Error Handling: Timeouts should trigger appropriate error handling logic (e.g., retry, fallback, circuit breaking).

For more information, see Timeouts in the Istio documentation.

Monitor and fine-tune

Consider starting with the default settings for timeouts, outlier detection and retries and then gradually adjusting them based on your specific service requirements and observed traffic patterns. For example, look at real-world data on how long your services typically take to respond. Then adjust timeouts to match the specific characteristics of each service or endpoint.

Telemetry

Use telemetry to continually monitor your service mesh and adjust its configuration to optimize performance and reliability.

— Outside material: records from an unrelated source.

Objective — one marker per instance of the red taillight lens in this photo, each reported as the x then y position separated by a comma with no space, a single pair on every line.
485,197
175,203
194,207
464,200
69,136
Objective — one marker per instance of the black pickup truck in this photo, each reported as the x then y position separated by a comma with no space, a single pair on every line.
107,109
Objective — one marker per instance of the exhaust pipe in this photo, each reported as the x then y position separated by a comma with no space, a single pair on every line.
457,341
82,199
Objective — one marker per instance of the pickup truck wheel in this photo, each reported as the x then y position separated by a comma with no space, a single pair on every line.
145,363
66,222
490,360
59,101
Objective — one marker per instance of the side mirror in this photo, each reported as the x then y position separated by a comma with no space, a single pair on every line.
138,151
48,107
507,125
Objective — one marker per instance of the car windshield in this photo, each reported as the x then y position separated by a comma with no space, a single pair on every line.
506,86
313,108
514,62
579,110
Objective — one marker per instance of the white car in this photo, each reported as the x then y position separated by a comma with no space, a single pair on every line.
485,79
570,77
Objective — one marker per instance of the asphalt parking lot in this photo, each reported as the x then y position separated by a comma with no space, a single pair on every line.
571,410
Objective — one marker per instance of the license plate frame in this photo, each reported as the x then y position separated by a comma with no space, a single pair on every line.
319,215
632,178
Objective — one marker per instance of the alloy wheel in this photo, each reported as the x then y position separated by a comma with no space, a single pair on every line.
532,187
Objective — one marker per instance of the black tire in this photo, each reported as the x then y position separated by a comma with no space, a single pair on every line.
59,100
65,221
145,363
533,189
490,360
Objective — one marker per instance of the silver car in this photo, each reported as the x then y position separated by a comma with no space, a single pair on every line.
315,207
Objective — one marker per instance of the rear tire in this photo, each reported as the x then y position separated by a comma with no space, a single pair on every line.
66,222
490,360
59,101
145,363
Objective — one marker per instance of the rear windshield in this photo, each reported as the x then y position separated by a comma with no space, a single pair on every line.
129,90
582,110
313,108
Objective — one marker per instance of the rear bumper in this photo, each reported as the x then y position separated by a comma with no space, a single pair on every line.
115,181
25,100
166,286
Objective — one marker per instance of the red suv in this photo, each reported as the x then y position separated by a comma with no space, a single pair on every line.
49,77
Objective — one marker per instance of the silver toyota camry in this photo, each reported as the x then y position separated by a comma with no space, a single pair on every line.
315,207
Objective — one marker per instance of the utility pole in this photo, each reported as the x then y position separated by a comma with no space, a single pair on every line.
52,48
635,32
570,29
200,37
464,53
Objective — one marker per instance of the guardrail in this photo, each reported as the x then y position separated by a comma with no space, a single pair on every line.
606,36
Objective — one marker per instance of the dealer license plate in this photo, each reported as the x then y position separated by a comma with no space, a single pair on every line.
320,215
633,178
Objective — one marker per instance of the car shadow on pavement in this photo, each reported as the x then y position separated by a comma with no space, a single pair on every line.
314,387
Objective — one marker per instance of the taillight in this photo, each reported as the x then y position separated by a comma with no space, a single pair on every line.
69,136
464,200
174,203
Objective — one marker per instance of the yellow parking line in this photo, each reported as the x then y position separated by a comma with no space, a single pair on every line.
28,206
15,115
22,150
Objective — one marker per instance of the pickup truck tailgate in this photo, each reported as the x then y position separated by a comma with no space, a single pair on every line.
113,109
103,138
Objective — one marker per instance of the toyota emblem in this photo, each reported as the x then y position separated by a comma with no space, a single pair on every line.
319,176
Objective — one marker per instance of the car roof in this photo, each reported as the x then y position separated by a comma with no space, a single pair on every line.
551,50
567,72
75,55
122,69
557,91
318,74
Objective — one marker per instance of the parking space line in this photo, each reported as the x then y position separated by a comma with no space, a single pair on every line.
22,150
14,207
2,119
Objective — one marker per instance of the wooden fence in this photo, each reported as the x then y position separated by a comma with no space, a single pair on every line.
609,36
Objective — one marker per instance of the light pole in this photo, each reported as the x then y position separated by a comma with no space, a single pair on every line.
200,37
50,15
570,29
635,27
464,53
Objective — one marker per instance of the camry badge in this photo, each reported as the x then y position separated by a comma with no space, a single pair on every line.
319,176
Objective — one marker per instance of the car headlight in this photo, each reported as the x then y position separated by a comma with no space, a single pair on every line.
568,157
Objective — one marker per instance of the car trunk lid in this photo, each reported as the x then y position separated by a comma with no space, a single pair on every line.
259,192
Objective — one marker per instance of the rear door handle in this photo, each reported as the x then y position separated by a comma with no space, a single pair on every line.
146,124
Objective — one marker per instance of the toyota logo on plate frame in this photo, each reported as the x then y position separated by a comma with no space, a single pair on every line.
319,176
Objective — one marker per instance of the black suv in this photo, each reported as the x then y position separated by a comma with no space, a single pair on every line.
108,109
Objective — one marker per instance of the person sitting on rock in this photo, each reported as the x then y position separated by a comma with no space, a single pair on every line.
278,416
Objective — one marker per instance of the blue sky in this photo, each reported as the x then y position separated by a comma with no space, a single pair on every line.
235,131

Metrics: Use comprehensive metrics, specifically, request volumes, latency, and error rates. Integrate with Cloud Monitoring for visualization and alerting.
Distributed Tracing: Enable distributed tracing integration with Cloud Trace to gain deep insights into request flows across your services.
Logging: Configure access logging to capture detailed information about requests and responses.

Additional Reading

To learn more about Cloud Service Mesh, see the Cloud Service Mesh overview.
For general site reliability engineering (SRE) guidance on scalability, see the Handling Overload, and Addressing Cascading Failures chapters in the Google SRE book.